Reputation: 1801
I have the following code which takes the file "University2.csv", and writes new csv files "Hours.csv" - "Hours -Stacked.csv" and "Days.csv".
Now I want the code to be able to loop and run on several files (University3.csv, University4.csv etc.) and produce for each of them "Hours3.csv", "Hours - Stacked3.csv" "Days3.csv", "Hours4.csv" etc.
Here is the code:
import pandas as pd
import numpy as np
import matplotlib.pyplot as plt
#Importing the csv file into df
df = pd.read_csv('university2.csv', sep=";", skiprows=1)
#Changing datetime
df['YYYY-MO-DD HH-MI-SS_SSS'] = pd.to_datetime(df['YYYY-MO-DD HH-MI-SS_SSS'],
format='%Y-%m-%d %H:%M:%S:%f')
#Set index from column
df = df.set_index('YYYY-MO-DD HH-MI-SS_SSS')

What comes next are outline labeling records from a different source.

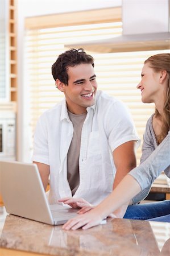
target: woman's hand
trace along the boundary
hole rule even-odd
[[[91,207],[92,209],[92,207],[93,207],[92,204],[90,204],[82,198],[64,197],[59,199],[59,202],[63,203],[65,204],[68,204],[72,207],[72,208],[81,208],[88,207]]]
[[[99,211],[94,208],[90,212],[69,220],[63,226],[63,229],[67,230],[69,229],[75,230],[82,227],[82,229],[88,229],[99,225],[102,219]]]

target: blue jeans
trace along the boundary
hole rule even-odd
[[[130,205],[123,218],[170,222],[170,200]]]

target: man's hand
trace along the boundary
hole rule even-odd
[[[67,230],[69,229],[75,230],[82,227],[82,229],[87,229],[99,225],[102,220],[102,217],[99,212],[94,208],[84,214],[69,220],[63,226],[63,229]]]
[[[92,209],[92,207],[93,207],[92,204],[90,204],[82,198],[64,197],[59,199],[58,201],[60,203],[68,204],[72,208],[81,208],[82,207],[91,207]]]

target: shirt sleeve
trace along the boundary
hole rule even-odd
[[[45,114],[38,121],[34,137],[32,161],[49,165],[47,122]]]
[[[163,170],[170,165],[170,131],[150,156],[129,172],[138,182],[141,189],[150,186]]]
[[[105,126],[112,152],[122,144],[130,141],[140,140],[137,134],[129,110],[121,101],[110,106],[105,115]]]
[[[152,122],[153,115],[148,120],[144,133],[143,135],[143,142],[142,148],[142,156],[140,158],[140,163],[143,163],[152,153],[155,150],[154,142],[152,132],[151,131]],[[151,184],[144,189],[140,191],[132,199],[133,204],[136,204],[144,199],[148,195],[151,187]]]

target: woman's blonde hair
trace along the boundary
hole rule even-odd
[[[155,72],[161,71],[166,71],[167,73],[167,85],[166,88],[165,101],[163,108],[163,124],[161,132],[157,139],[158,144],[167,136],[170,130],[170,53],[160,53],[151,56],[144,63],[148,63],[150,67]],[[156,108],[155,109],[156,117],[160,115]]]

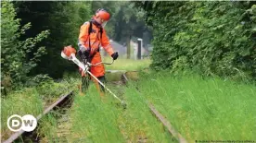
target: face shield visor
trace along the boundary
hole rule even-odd
[[[108,23],[108,21],[104,21],[104,22],[101,24],[102,28],[104,28],[104,27],[107,25],[107,23]]]

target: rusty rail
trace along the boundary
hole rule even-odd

#Add Magnetic Magnitude Column
df['magnetic_mag'] = np.sqrt(df['MAGNETIC FIELD X (μT)']**2 + df['MAGNETIC FIELD Y (μT)']**2 + df['MAGNETIC FIELD Z (μT)']**2)
#Copy interesting values
df2 = df[[ 'ATMOSPHERIC PRESSURE (hPa)',
'TEMPERATURE (C)', 'magnetic_mag']].copy()
#Hourly Average and Standard Deviation for interesting values
df3 = df2.resample('H').agg(['mean','std'])
df3.columns = [' '.join(col) for col in df3.columns]
#Daily Average and Standard Deviation for interesting values
df4 = df2.resample('D').agg(['mean','std'])
df4.columns = [' '.join(col) for col in df4.columns]
#Write to new csv
df3.to_csv('Hours.csv', index=True)
df4.to_csv('Days.csv', index=True)
#New csv with stacked hour averages
df5 = pd.read_csv('Hours.csv')
df5['YYYY-MO-DD HH-MI-SS_SSS'] = pd.to_datetime(df5['YYYY-MO-DD HH-MI-SS_SSS'])
hour = pd.to_timedelta(df5['YYYY-MO-DD HH-MI-SS_SSS'].dt.hour, unit='H')
df6 = df5.groupby(hour).mean()
df6.to_csv('Hours - stacked.csv', index=True)
Can anyone help ?
Thank you !
Upvotes: 2
Views: 76
Reputation: 862511
I think you can use loop with list files
. I extract numbers from names of files to i
and then add them to output names.
Also, you can get df5
from df3
by reset_index
, is not necessary read_csv
again.
import pandas as pd
files = ['university1.csv','university2.csv','university3.csv']
for f in files:
i = f[-5]
print i
#Importing the csv file into df
df = pd.read_csv(f, sep=";", skiprows=1)
#Changing datetime
df['YYYY-MO-DD HH-MI-SS_SSS'] = pd.to_datetime(df['YYYY-MO-DD HH-MI-SS_SSS'],
format='%Y-%m-%d %H:%M:%S:%f')
#Set index from column
df = df.set_index('YYYY-MO-DD HH-MI-SS_SSS')
#Add Magnetic Magnitude Column
df['magnetic_mag'] = np.sqrt(df['MAGNETIC FIELD X (μT)']**2 + df['MAGNETIC FIELD Y (μT)']**2 + df['MAGNETIC FIELD Z (μT)']**2)
#Copy interesting values
df2 = df[[ 'ATMOSPHERIC PRESSURE (hPa)',
'TEMPERATURE (C)', 'magnetic_mag']].copy()
#Hourly Average and Standard Deviation for interesting values
df3 = df2.resample('H').agg(['mean','std'])
df3.columns = [' '.join(col) for col in df3.columns]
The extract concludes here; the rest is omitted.